現代ドラマジャンルの作品をお探しの方へ
おすすめ作品①
「堂々同盟」(作者:冬原水稀)
https://kakuyomu.jp/works/16817330649350344449
~秋野凛花さんによるレビュー~
※このレビューは小説のネタバレを含みます。
【ひとこと紹介】
ジョハリの窓の、その先に
【レビュー本文】
自分のことが自分で分かっていない人は、多いはず。
そんな自分でも、他の人から見たら、貴方にはこんな面があるんじゃない? と言われ、そう言えばそうだ。自分はいつも無意識にこういうことをしてる。自分はこうだったんだ。全然知らなかった。
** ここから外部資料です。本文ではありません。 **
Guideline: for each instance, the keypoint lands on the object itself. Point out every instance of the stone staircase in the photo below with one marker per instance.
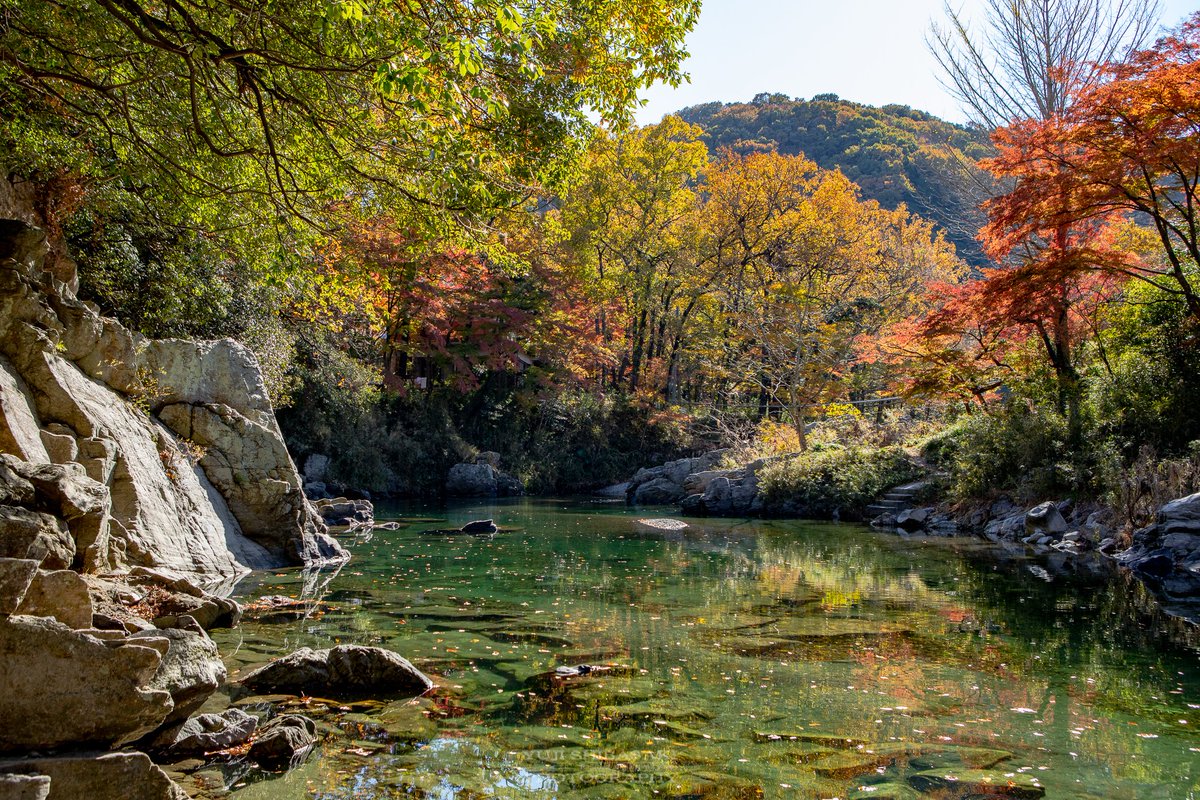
(895, 500)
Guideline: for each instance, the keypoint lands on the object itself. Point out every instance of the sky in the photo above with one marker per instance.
(867, 50)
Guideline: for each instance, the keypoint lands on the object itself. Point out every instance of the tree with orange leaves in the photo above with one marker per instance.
(1128, 146)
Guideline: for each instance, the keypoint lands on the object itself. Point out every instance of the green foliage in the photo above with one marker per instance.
(571, 440)
(895, 154)
(844, 482)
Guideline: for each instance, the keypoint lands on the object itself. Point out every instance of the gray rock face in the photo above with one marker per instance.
(190, 671)
(59, 686)
(187, 600)
(100, 776)
(913, 518)
(343, 671)
(659, 491)
(285, 741)
(699, 488)
(208, 733)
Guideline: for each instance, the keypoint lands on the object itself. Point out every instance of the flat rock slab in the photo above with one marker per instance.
(102, 693)
(982, 782)
(100, 776)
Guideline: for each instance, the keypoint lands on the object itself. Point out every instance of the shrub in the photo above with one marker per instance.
(1021, 450)
(834, 482)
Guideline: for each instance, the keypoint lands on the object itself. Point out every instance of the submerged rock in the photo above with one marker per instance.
(347, 669)
(285, 741)
(664, 524)
(63, 687)
(970, 782)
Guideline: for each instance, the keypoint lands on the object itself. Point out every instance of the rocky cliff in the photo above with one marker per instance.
(154, 453)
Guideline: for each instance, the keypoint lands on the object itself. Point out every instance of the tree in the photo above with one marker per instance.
(808, 272)
(1038, 55)
(1127, 148)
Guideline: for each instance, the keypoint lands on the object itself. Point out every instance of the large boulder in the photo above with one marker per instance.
(190, 671)
(179, 434)
(27, 534)
(347, 669)
(1045, 519)
(100, 776)
(63, 687)
(16, 576)
(659, 491)
(1167, 555)
(250, 467)
(339, 512)
(1180, 516)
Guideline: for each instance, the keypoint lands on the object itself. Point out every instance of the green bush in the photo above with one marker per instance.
(1021, 450)
(841, 482)
(573, 440)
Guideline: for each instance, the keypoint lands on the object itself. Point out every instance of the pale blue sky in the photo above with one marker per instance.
(867, 50)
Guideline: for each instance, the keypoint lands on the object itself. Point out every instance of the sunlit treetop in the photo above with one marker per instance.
(441, 103)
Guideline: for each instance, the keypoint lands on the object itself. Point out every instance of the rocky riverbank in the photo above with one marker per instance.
(136, 479)
(1164, 555)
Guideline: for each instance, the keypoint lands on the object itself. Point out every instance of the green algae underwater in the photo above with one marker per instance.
(729, 660)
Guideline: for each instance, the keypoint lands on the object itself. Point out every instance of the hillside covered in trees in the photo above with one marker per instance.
(894, 154)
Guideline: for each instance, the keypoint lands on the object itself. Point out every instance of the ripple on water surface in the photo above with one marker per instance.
(731, 660)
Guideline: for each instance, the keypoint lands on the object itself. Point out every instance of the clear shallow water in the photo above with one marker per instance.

そう思うこともあるはず。
この「堂々同盟」という作品は、そんなジョハリの窓のような小説だ。
主人公、東堂の悩みは、「盗み癖がある」というもの。
しょっちゅう人のものを盗んでは、両親に叱られ、自分でもどうして盗んでしまうのか分からず、何も改善が出来ないまま、東堂は高校生に。
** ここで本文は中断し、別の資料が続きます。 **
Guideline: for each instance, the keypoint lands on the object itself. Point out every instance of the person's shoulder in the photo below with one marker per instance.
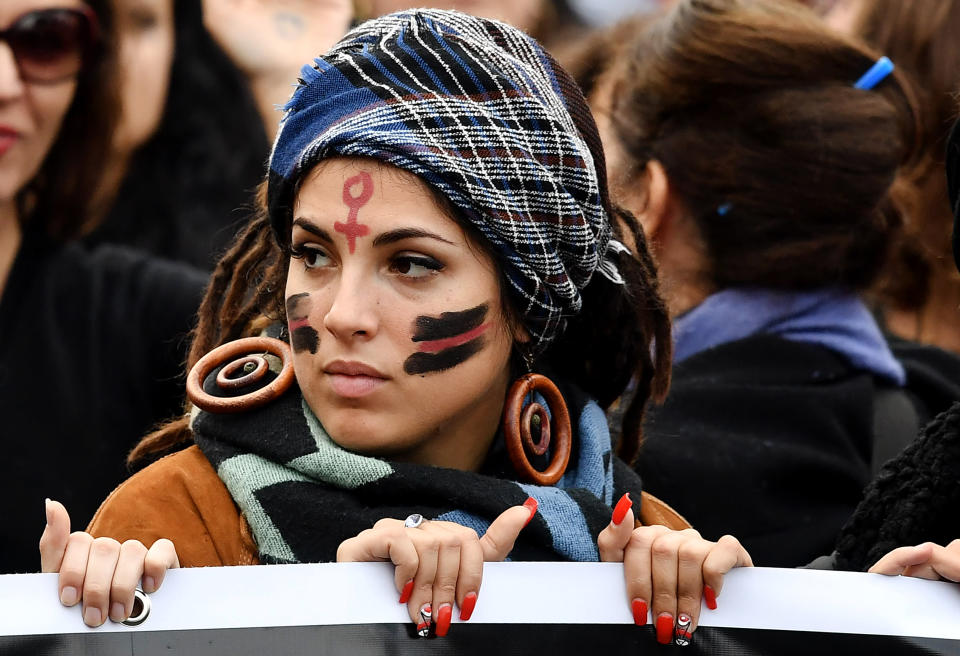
(762, 360)
(181, 498)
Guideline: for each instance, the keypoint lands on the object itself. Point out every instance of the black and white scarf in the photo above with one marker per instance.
(302, 494)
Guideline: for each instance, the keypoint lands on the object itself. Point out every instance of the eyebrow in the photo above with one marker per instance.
(383, 239)
(400, 234)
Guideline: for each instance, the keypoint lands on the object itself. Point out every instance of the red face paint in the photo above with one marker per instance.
(351, 228)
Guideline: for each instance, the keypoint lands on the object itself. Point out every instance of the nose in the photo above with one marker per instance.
(354, 314)
(11, 86)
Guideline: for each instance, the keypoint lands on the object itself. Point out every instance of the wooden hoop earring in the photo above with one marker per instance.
(252, 365)
(520, 424)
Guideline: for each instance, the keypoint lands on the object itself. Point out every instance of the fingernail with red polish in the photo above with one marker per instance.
(423, 626)
(466, 608)
(406, 592)
(531, 505)
(682, 634)
(664, 628)
(444, 613)
(710, 597)
(621, 510)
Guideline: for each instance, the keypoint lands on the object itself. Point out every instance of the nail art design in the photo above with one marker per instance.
(406, 592)
(621, 510)
(710, 597)
(466, 608)
(682, 634)
(664, 628)
(423, 626)
(444, 615)
(531, 505)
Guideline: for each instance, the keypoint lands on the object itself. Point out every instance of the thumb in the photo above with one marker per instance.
(53, 542)
(497, 542)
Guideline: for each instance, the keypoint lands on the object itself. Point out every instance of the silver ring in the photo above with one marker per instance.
(413, 521)
(141, 608)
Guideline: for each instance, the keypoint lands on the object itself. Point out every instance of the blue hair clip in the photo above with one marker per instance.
(880, 70)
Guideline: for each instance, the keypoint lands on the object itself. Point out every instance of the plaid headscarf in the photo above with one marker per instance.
(478, 110)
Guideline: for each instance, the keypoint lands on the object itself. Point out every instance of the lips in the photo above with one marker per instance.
(8, 137)
(353, 379)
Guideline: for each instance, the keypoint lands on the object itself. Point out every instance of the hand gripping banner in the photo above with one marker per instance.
(523, 608)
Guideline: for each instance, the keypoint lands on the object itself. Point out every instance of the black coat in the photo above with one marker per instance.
(771, 441)
(91, 357)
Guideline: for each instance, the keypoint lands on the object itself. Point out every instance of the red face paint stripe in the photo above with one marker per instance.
(436, 345)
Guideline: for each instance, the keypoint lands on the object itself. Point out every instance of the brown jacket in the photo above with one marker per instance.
(181, 498)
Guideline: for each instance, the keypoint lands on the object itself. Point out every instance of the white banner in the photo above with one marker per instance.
(363, 595)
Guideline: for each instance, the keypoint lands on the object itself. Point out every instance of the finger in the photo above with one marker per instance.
(53, 542)
(471, 572)
(389, 542)
(895, 562)
(126, 577)
(448, 573)
(161, 556)
(614, 538)
(73, 567)
(636, 570)
(427, 545)
(691, 556)
(498, 541)
(101, 566)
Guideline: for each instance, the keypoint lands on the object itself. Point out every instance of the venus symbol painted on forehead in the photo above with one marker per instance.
(303, 336)
(446, 341)
(351, 228)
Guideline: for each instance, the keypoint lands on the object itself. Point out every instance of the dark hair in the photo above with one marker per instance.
(56, 202)
(782, 164)
(621, 333)
(180, 197)
(923, 43)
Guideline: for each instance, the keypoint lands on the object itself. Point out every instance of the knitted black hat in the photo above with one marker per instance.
(953, 185)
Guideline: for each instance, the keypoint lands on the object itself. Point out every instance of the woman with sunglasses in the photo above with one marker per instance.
(89, 342)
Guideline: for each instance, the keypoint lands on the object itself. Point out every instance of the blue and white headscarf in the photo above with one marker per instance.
(478, 110)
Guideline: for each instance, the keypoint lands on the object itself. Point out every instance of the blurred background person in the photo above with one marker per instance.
(200, 85)
(920, 291)
(91, 344)
(762, 177)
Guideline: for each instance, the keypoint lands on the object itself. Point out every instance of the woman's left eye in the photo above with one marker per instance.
(415, 266)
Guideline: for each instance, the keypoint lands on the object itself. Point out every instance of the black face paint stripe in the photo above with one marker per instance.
(428, 363)
(449, 324)
(305, 338)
ある日東堂はまた、物を盗んでしまう。それはクラスの委員長、山田ひまりのボールペンだった。
……意外とファンシーなものを持ってるんだな。そう思いながらも、罪悪感にボールペンを戻そうと奮闘していたところに、その当の本人、山田ひまりに窃盗現場を目撃されてしまう。
この後の展開・描写共に、とても見事だった。どうして東堂は物を盗んでしまうのか。そしてやめることが出来ないのか──。
詳しくは言わないが、それは「本当の自分」を認めなければいけなかった。こんな自分がいると、知らなくてはいけなかった。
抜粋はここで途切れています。